Descobri um pouco como era aquele mundo por dentro, fazendo parte dele, dançando, cantando, atuando e já me perguntando "qual seria o próximo?
O tal
próximo não viria fácil assim. Num belo dia Jô Soares, que era amigo do Walter,
foi assistir ao musical e se encantou comigo. Resolveu então criar um esquete
novo para seu programa Viva o Gordo, onde eu teria um papel, além de
fazer parte do corpo de baile do programa. A partir daí minha carreira de atriz
começa a decolar, agora comediante. Mas, gente, comediante? É, as coisas foram
acontecendo e eu fui dando corda. Bem maluca!
Tava tudo
indo bem… Tudo indo lindo. Em 1985 fiz Roque Santeiro , 2 anos depois
fiz Sassaricando, já emendei na TV Pirata, enfim, aquele
clássico tsunami maluco de trabalhos que nem percebemos o tempo passar.
Embora
muita coisa estivesse acontecendo na televisão, fora dela tava tudo parado.
Período pós ditadura, pouquíssimo investimento na cultura, um marasmo só. De
repente vejo o cenário cultural brasileiro pousando feito uma estátua de
Michelangelo e eu super inquieta.
Cadê os
musicais? Cadê os trabalhos que eu queria fazer? Foi aí que entendi mais uma
coisa na vida: eu não podia esperar as coisas acontecerem, até porque as coisas
não estavam acontecendo…
Então
acho que a inércia dos produtores acabou me fazendo produzir. Se eu não tomasse
a frente e produzisse minhas próprias coisas, talvez não saísse do lugar. Não
vi nenhuma brecha no mercado, mas tinha uma vontade enorme, então meti a cara
fui fazendo.
Ali, com
19 anos, começa a minha vida de produtora. Até então eu era uma artista vendo
portas se abrirem e entrando por essas portas, e tudo que aprendi, cada pessoa
que conheci, enfim, me deixou algo que levei comigo. Mas experiência com
produção eu não tinha nenhuma. Até porque empreender e produzir é assumir muito
mais riscos. Não era """apenas""" me preparar,
ensaiar, entrar num palco e ir embora para casa depois do espetáculo. Era
cuidar de tudo: carregar o caminhão nas costas se o motor parasse. Ou empurrar
o caminhão caso ele não pegasse… e depois dormir na caçamba do caminhão. Aliás,
produtor nem dorme, gente.
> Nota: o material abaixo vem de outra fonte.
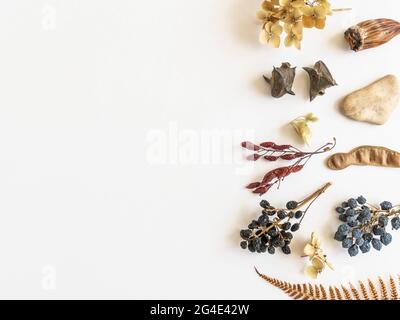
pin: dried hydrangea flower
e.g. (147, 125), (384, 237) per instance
(285, 24), (303, 50)
(303, 232), (333, 279)
(260, 22), (283, 48)
(257, 0), (347, 49)
(290, 113), (318, 144)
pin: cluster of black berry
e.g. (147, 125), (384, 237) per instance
(334, 196), (400, 257)
(240, 200), (304, 254)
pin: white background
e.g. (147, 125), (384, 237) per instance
(0, 0), (400, 299)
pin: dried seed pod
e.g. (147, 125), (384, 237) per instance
(327, 146), (400, 170)
(303, 60), (337, 101)
(263, 62), (296, 98)
(344, 19), (400, 52)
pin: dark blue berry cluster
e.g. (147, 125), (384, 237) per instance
(334, 196), (400, 257)
(240, 200), (304, 254)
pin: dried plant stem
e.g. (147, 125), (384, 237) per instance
(332, 8), (353, 12)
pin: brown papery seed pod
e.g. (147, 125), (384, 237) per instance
(344, 19), (400, 51)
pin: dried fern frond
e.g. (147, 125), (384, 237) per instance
(255, 269), (400, 300)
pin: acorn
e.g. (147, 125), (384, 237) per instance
(344, 19), (400, 52)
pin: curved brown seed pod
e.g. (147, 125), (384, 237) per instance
(327, 146), (400, 170)
(344, 19), (400, 51)
(263, 62), (296, 98)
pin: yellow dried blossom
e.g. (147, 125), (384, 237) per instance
(290, 113), (318, 144)
(257, 0), (349, 49)
(301, 5), (328, 29)
(279, 0), (306, 8)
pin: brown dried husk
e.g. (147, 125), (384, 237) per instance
(344, 19), (400, 51)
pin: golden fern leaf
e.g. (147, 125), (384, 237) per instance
(389, 276), (399, 300)
(358, 281), (369, 300)
(342, 285), (353, 300)
(255, 269), (400, 300)
(307, 283), (314, 296)
(349, 283), (361, 300)
(329, 286), (336, 300)
(378, 277), (389, 300)
(368, 279), (379, 300)
(255, 269), (313, 300)
(314, 285), (321, 300)
(334, 287), (343, 300)
(319, 284), (328, 300)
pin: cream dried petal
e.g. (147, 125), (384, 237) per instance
(271, 23), (283, 36)
(305, 112), (319, 122)
(303, 243), (315, 257)
(311, 257), (325, 272)
(306, 266), (318, 279)
(311, 232), (321, 248)
(292, 21), (304, 40)
(293, 38), (300, 49)
(263, 22), (273, 33)
(269, 35), (281, 48)
(292, 120), (311, 144)
(283, 23), (292, 34)
(325, 260), (335, 270)
(314, 6), (328, 19)
(256, 10), (268, 21)
(301, 6), (314, 16)
(258, 30), (269, 44)
(285, 35), (293, 47)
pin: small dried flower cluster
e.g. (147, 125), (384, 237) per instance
(334, 196), (400, 257)
(240, 183), (331, 254)
(304, 232), (333, 279)
(242, 138), (336, 196)
(290, 113), (318, 144)
(257, 0), (332, 49)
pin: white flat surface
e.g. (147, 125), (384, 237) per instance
(0, 0), (400, 299)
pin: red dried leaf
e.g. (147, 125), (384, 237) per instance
(261, 170), (276, 184)
(290, 165), (304, 173)
(242, 141), (260, 151)
(294, 152), (305, 158)
(247, 153), (261, 161)
(246, 182), (261, 189)
(264, 156), (278, 161)
(272, 144), (292, 151)
(280, 153), (296, 160)
(253, 184), (272, 196)
(260, 141), (275, 148)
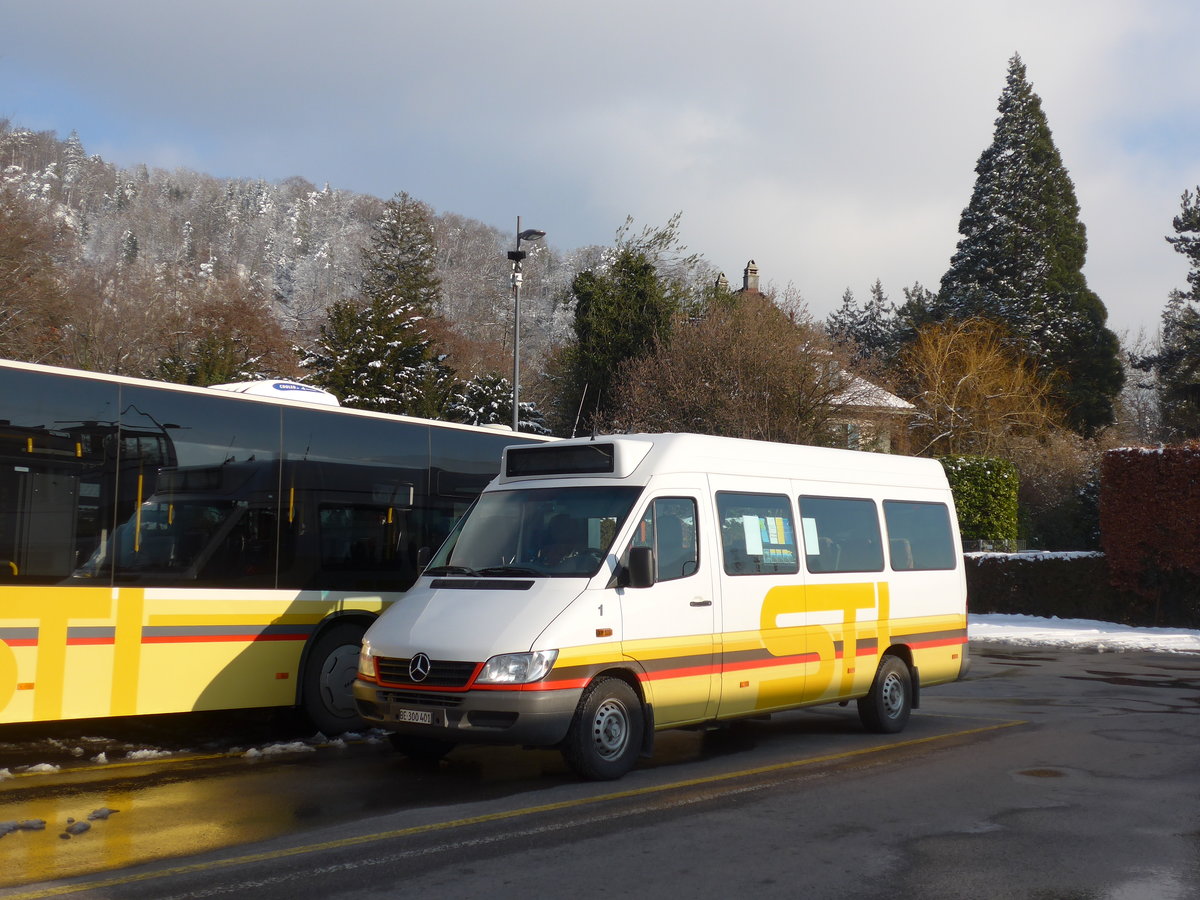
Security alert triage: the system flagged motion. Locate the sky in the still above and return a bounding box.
[0,0,1200,340]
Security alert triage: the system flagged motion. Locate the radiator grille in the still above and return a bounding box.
[376,656,480,688]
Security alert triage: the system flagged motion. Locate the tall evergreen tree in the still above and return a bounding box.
[300,194,455,419]
[362,193,442,316]
[826,288,863,353]
[934,55,1123,434]
[445,374,550,434]
[1138,187,1200,440]
[300,298,455,419]
[558,216,700,433]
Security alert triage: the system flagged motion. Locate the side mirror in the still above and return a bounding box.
[628,547,654,588]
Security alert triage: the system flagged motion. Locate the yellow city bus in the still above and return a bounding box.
[0,360,544,733]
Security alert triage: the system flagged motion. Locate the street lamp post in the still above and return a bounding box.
[509,216,546,431]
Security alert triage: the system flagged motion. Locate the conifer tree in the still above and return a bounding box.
[826,288,863,353]
[1139,187,1200,440]
[559,215,700,433]
[445,374,550,434]
[934,55,1123,434]
[300,194,455,419]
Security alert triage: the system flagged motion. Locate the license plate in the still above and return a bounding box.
[395,709,433,725]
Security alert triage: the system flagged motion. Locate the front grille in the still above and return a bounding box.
[376,656,479,688]
[376,691,463,709]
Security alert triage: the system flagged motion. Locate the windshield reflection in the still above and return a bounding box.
[425,486,642,578]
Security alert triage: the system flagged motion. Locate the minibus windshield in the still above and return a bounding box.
[425,486,642,578]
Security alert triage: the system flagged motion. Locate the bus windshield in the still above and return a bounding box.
[425,486,642,578]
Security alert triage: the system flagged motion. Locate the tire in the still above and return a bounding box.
[858,655,912,734]
[388,732,457,763]
[562,678,644,781]
[300,622,366,737]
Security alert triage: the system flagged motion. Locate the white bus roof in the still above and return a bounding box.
[209,378,341,407]
[498,433,947,490]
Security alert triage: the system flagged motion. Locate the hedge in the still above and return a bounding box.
[1100,442,1200,601]
[966,553,1200,629]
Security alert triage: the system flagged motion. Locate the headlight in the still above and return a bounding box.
[475,650,558,684]
[359,641,377,680]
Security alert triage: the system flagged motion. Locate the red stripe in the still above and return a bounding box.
[142,635,308,643]
[714,653,821,672]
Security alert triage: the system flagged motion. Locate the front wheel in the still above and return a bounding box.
[562,678,644,781]
[858,655,912,734]
[300,622,366,736]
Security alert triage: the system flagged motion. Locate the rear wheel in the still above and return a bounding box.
[562,678,643,781]
[858,655,912,734]
[300,622,366,734]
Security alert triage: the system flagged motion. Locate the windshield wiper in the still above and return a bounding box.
[421,565,479,578]
[479,565,545,576]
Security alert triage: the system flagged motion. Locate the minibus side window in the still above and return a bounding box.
[623,497,700,581]
[716,491,799,575]
[800,497,883,572]
[883,500,958,571]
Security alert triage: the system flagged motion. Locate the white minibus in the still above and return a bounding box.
[354,434,967,779]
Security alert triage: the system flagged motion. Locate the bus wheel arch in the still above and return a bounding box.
[296,616,372,736]
[560,672,647,781]
[858,650,914,734]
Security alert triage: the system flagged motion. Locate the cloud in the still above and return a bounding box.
[0,0,1200,329]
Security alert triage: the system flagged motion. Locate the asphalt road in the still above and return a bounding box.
[0,644,1200,900]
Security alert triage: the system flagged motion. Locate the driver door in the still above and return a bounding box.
[620,492,718,725]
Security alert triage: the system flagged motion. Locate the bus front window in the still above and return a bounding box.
[425,486,641,578]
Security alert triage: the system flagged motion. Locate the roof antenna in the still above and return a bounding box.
[592,391,602,440]
[571,383,588,438]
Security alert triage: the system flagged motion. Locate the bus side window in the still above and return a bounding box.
[623,497,700,581]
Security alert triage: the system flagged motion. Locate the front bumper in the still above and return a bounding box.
[354,679,583,746]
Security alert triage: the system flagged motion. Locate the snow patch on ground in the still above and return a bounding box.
[967,614,1200,653]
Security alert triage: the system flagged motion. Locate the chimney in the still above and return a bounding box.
[742,259,758,294]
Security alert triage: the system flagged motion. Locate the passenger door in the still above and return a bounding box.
[620,492,718,725]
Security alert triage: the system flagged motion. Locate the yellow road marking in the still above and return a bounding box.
[0,720,1027,900]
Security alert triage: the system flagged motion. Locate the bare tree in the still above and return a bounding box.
[608,294,850,444]
[901,318,1062,456]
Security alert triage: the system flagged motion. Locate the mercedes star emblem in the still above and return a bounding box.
[408,653,433,682]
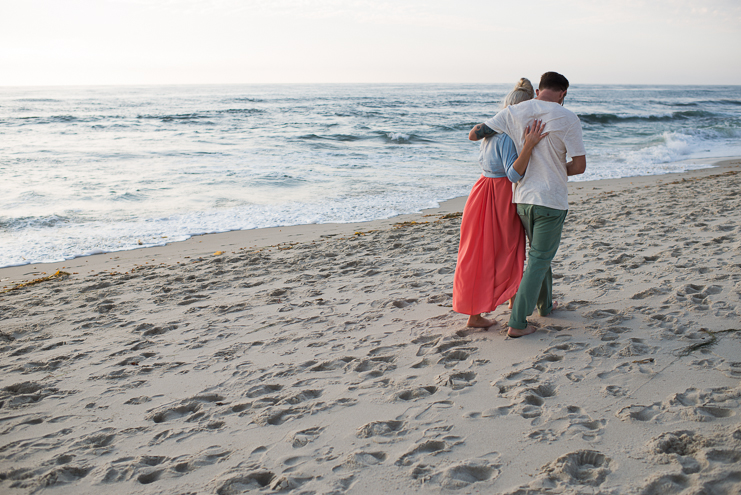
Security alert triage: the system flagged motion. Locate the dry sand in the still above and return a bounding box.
[0,160,741,495]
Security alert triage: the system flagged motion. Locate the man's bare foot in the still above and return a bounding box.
[466,315,497,328]
[507,325,538,339]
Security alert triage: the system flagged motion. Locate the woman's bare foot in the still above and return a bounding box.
[466,314,496,328]
[507,325,538,339]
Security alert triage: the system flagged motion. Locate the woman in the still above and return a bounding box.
[453,78,547,328]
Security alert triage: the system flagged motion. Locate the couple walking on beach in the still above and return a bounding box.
[453,72,587,338]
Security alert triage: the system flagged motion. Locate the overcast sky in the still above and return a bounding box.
[0,0,741,86]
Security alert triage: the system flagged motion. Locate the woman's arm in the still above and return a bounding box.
[504,120,548,182]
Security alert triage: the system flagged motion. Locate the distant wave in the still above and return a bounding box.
[216,108,265,114]
[579,110,716,124]
[136,113,209,122]
[13,98,61,103]
[298,134,363,142]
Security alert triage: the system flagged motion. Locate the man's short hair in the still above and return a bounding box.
[538,72,569,91]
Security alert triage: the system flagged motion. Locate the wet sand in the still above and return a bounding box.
[0,159,741,495]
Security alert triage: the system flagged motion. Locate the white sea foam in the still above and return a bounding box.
[0,84,741,266]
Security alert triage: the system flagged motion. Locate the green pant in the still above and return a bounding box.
[509,204,568,330]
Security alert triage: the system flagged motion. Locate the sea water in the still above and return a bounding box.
[0,84,741,266]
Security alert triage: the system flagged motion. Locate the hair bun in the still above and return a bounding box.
[515,77,535,98]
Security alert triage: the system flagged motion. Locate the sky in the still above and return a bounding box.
[0,0,741,86]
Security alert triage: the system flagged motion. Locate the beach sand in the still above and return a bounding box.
[0,159,741,495]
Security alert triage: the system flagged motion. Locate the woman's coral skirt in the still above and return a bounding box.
[453,176,525,315]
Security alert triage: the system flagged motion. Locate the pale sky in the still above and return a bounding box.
[0,0,741,86]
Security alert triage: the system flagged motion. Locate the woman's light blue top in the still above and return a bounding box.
[479,134,522,182]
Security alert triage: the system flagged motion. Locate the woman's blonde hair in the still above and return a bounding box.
[502,77,535,108]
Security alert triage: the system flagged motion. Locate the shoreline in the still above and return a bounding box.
[0,159,741,495]
[0,157,741,290]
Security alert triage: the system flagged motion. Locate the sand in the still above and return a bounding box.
[0,160,741,495]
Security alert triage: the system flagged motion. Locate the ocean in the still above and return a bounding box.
[0,85,741,267]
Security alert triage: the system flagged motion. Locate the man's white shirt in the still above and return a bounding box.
[484,100,586,210]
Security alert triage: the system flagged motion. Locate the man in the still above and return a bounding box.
[469,72,587,338]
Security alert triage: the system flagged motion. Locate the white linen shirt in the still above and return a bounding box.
[484,100,586,210]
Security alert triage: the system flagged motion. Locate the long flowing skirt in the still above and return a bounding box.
[453,176,525,315]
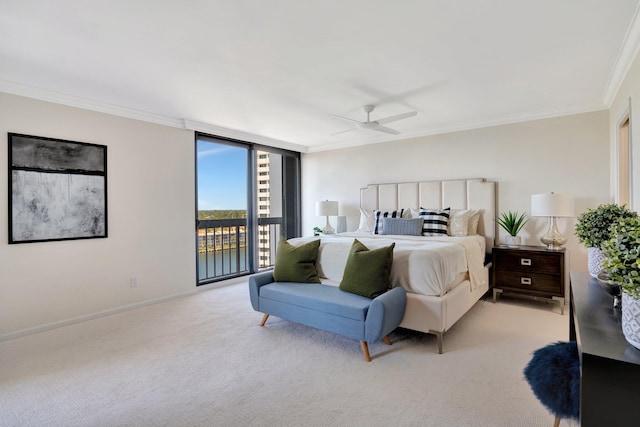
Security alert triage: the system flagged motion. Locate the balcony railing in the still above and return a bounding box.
[198,218,282,284]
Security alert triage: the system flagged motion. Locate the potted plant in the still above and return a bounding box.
[601,215,640,349]
[496,211,529,247]
[575,204,638,277]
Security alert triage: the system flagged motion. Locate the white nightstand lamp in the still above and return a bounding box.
[531,193,575,249]
[316,200,338,234]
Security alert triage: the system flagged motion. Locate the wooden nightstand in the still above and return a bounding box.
[492,246,565,314]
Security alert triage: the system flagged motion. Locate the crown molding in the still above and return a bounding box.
[603,4,640,108]
[307,104,608,153]
[0,80,182,128]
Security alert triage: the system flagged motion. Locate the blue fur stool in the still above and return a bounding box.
[524,341,580,427]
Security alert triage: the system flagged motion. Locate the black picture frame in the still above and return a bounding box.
[8,132,108,244]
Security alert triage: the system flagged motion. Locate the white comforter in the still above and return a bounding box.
[290,233,486,296]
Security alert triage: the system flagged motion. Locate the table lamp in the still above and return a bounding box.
[316,200,338,234]
[531,193,575,250]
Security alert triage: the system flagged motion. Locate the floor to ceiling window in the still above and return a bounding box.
[196,134,300,284]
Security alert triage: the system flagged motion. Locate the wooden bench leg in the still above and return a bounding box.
[360,341,371,362]
[429,331,444,354]
[260,314,269,326]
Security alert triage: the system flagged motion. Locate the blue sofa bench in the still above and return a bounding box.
[249,271,407,362]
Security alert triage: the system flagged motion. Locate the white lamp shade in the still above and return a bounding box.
[316,200,338,216]
[531,193,575,217]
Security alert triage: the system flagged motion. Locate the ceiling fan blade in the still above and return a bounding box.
[330,127,358,136]
[371,122,400,135]
[329,114,362,123]
[376,111,418,125]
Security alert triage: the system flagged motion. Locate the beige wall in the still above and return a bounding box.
[302,111,610,271]
[609,45,640,211]
[0,93,196,338]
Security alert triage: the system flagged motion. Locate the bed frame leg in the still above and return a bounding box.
[260,314,269,326]
[429,331,444,354]
[360,341,371,362]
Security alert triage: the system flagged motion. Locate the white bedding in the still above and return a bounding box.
[290,232,486,296]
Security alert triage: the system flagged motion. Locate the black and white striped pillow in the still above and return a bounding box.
[418,208,451,237]
[373,209,404,234]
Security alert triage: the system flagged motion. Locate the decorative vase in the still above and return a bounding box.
[622,292,640,349]
[587,248,604,279]
[504,235,521,248]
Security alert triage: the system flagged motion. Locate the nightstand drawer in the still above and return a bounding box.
[494,250,562,274]
[494,271,564,295]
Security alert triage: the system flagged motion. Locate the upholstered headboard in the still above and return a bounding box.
[360,178,496,252]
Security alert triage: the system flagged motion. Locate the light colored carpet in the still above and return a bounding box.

Pra eles tudo começa antes e termina depois.
Por mais
que não tivesse experiência, me lembrei de minha mãe. Odete Motta Raia. Uma mulher curiosa,
corajosa, ousada ...
… Um
exemplo lindo, o maior exemplo de todos. Minha mãe era bailarina, maestrina,
pianista e professora de dança. Muito cedo meu pai faleceu e foi ela quem deu
conta da família. Sozinha. Ali, na perna, literalmente. Ela tinha uma academia
de dança em Campinas e, acreditem, 10 filiais pelo interior de São Paulo. Uma mulher… Uma mulher, sozinha, naquela época, assumindo um lugar de empresária além de artista e mãe. Forte e
pra frente feito um catamarã. A maneira como minha mãe vivia e lidava com
suas coisas, fazia acontecer seus desejos, buscava formas de viabilizar novas
ideias e seus espetáculos sem dúvidas foi algo que levei comigo, mas, enfim,
isso é só um parênteses que se eu descuidar vou levar horas falando aqui.
Seguimos...
Ninguém
sai do lugar parado, e foi assim que, com 19 anos, levantei minha primeira
produção: Little Shop of Horrors!
Era uma
produção super famosa da Broadway e eu resolvi trazer pro Brasil. Trazer um
espetáculo da Broadway pro Brasil naquela época não era algo fácil… e não que
hoje seja fácil, mas era tão difícil quanto trazer os Beatles pra cá, até
porque nem tinha mais Beatles naquela época. Quando pensamos um espetáculo
grande e suas demandas, mil questões vem nesse pacote:
-
Temos equipe técnica habilitada pra isso? Desde luz a
efeitos especiais?
-
Temos teatro com estrutura pra isso?
-
Temos patrocinadores dispostos a entrar com uma grana
alta pra esse tipo de projeto que é caro?
Enfim,
são muitas perguntas e boa parte das respostas às vezes é "não".
Me lembro
de uma história que li de um produtor argentino que recebeu uma ligação do
empresário do Frank Sinatra - que faria um show em Buenos Aires dai 6 meses.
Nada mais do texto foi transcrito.